Television is currently in a transitional period, and it's been clear that many of the 2015 TV shows are changing the game. Between Netflix gaining more Golden Globe nominations than HBO, a whole reign of new superheroes coming to the small-screen, and an overall audience that is desperate for real, relatable content, 2015 was the year that new shows began to not only win over audiences — but also make a statement. In fact, many people are saying that not only is television becoming a more diverse landscape than film, but production companies are also striving to make their diversity "feel authentic" — according to the Washington Post. Because, after all, television is more than just your average numbers game.
Yes, seeing higher numbers of diversity in regards to LGBT characters is nice. And I love seeing a rise in minorities taking on lead roles, and female characters playing more than just "the wife." Those changes are absolutely deemed as successes! However, the thing that really stood out about the television shows of 2015 is that the content actually felt more real. Because, while it's important for television to include all types of people, it's also more important that those characters being represented actually act like real people. And, in 2015, it definitely seems as if that shift is happening. Whether it be an increase in diversity, a brand-new unique perspective, or even content that's directly pointing out the flaws in television, 2015 was an amazing year. And here are the shows that made it so game-changing.
1. Master of None
Aziz Ansari looked Hollywood right in the face and pointed out all of their flaws with his brand-new show on Netflix. Not only was there an entire episode devoted to the lack of diversity and "real" characters on television — titled "Indians on TV" — but the show also completely ignores the need for any male character to be "masculine." The show not only directly exposes Hollywood's flaws, but also takes one giant stride in the right direction for the future of television.
2. Jessica Jones
Yes, Jessica Jones is yet another Marvel television show hitting Netflix, but what made this show so completely unique is that Jessica is not your average superhero. Not only does the show feature a female-led storyline with multiple strong female supporting characters, but, as of right now, the superhero at its forefront doesn't go around in spandex saving the city. And what exactly is she fighting for? The right for consent. She lives as a former victim of mind control and as a victim of rape, and constantly tries to help other victims see that neither thing was their fault. This show is nothing less than empowering for women as a whole and for women going through such serious issues.

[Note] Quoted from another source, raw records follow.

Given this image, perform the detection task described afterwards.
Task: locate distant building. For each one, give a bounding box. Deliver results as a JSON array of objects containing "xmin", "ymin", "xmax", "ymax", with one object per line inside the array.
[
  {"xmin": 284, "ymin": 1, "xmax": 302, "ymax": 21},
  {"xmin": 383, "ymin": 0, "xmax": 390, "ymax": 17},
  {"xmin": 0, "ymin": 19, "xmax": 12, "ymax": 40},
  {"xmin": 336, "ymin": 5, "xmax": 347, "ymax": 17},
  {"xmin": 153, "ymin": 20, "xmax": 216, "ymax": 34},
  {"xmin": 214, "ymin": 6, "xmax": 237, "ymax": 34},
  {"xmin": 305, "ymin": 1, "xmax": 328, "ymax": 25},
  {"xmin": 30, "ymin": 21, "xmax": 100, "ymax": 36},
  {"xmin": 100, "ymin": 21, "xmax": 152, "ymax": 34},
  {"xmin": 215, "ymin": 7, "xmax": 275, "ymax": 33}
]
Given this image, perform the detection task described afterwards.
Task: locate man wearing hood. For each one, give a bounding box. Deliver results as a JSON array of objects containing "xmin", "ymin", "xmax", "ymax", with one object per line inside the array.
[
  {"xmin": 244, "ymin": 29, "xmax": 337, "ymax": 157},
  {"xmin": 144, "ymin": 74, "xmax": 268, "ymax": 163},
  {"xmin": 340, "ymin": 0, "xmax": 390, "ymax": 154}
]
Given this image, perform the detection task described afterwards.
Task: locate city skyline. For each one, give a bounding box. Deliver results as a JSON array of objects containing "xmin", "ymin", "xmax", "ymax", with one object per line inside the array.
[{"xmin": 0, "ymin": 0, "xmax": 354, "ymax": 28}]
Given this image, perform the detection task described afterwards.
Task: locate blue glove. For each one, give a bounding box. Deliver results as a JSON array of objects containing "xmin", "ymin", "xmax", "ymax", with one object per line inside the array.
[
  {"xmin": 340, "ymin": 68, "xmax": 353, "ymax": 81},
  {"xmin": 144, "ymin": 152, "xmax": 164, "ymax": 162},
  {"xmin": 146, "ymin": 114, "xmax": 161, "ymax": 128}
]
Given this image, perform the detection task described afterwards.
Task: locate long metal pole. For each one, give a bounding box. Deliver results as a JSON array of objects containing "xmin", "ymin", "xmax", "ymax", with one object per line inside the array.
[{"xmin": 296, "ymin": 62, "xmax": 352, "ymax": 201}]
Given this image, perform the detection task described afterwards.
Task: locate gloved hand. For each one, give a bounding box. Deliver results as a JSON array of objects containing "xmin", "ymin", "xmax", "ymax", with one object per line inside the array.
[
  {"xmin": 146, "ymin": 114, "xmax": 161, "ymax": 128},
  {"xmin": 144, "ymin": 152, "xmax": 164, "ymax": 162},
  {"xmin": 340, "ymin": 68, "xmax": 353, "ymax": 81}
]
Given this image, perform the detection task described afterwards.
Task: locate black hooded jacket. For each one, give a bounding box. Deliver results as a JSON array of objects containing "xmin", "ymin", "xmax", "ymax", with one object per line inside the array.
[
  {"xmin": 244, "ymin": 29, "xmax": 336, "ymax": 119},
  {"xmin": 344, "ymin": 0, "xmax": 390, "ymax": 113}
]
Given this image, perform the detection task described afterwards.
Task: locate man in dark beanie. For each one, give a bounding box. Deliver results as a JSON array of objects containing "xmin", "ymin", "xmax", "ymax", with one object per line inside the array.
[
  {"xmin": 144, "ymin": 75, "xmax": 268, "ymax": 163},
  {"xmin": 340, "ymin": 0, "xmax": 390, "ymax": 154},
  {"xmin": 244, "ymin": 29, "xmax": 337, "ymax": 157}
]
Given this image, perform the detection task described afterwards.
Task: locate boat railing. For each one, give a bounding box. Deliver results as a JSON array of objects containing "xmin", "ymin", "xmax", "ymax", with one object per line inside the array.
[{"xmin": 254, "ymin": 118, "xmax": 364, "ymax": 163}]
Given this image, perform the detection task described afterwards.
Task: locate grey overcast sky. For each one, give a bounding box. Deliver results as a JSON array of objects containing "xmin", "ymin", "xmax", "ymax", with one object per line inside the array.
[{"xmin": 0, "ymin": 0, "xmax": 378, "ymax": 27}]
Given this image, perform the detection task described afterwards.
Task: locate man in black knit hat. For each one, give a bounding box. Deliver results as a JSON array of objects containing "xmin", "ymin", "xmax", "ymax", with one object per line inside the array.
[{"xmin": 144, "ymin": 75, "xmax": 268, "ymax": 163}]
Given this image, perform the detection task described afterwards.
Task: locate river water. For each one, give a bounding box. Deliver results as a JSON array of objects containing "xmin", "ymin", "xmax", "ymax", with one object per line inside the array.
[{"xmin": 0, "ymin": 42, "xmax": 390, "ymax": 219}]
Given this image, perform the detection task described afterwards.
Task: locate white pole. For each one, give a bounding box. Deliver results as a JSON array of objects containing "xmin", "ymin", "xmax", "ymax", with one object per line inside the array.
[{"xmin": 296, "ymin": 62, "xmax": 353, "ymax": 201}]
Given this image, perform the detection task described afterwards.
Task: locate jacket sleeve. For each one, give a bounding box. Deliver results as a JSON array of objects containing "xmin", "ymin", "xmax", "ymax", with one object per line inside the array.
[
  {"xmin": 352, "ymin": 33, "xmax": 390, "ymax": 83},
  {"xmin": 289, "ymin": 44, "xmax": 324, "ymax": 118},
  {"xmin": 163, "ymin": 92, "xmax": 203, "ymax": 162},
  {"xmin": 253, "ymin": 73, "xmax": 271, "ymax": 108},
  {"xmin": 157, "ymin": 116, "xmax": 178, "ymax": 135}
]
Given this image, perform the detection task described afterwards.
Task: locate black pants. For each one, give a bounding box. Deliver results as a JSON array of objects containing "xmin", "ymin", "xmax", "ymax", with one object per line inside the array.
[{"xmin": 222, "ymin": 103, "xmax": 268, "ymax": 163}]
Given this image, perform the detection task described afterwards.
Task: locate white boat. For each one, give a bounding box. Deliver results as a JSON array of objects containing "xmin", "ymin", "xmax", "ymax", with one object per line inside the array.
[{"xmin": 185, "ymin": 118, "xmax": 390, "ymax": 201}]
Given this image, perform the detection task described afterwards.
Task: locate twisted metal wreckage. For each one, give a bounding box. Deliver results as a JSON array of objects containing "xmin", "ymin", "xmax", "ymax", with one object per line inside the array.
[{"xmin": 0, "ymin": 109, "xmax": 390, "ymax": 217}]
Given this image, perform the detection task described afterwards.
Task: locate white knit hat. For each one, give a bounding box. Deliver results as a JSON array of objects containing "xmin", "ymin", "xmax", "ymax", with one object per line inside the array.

OK, so DC Comics' own female superhero might not seem like a huge stride in television to you just yet. But, here's why she is: Supergirl follows a female superhero on network television. While still sporting the typical superheroine attire, this girl is not all about cleavage and being a guy's ultimate "dream girl." This Supergirl is a real person. She's quirky, relatable, and all-around normal. She's setting an example for strong female-led television shows to come.
2015 started out with a bang when Empire started on FOX. The hit-show not only features an almost all-black cast, but it's not produced by Shonda Rhimes — who is often the only one credited with bringing female-led, diverse casts to network television. Instead, this show is breaking down African-American stereotypes and surprising people at every turn with its ratings compared to other network shows. Empire has also managed to score itself Emmy nominations earlier this year and multiple Golden Globe nods.
5. Fresh Off The Boat
Master of None and Empire weren't the only shows getting real about their diverse casts in 2015. Earlier this year, a network comedy based off of the true story of Eddie Huang also hit television in the form of Fresh Off The Boat. The show tells a story about a Taiwanese family that moved to America in the '90s and faces everything from stereotypes to your everyday problems of entering a new community. It garners not only laughs, but eye-opening reactions from an audience who has never seen a show quite like this one ever before.
6. Mr. Robot
When you first hear that Mr. Robot is a show about a hacker, you might think it's going to be another implausible cliche about exactly what hackers are capable of. However, this USA Network show is so much more than you may think. Mr. Robot features diversity, and a brand-new look at how your "typical hacker" might be — without any of the stereotypes.
These shows are so groundbreaking that I can't imagine we would have had any of them a year ago, so they certainly deserve a round of applause. Diversity on television might be an uphill battle we're fighting, but, slowly but surely, a victory is bound to come.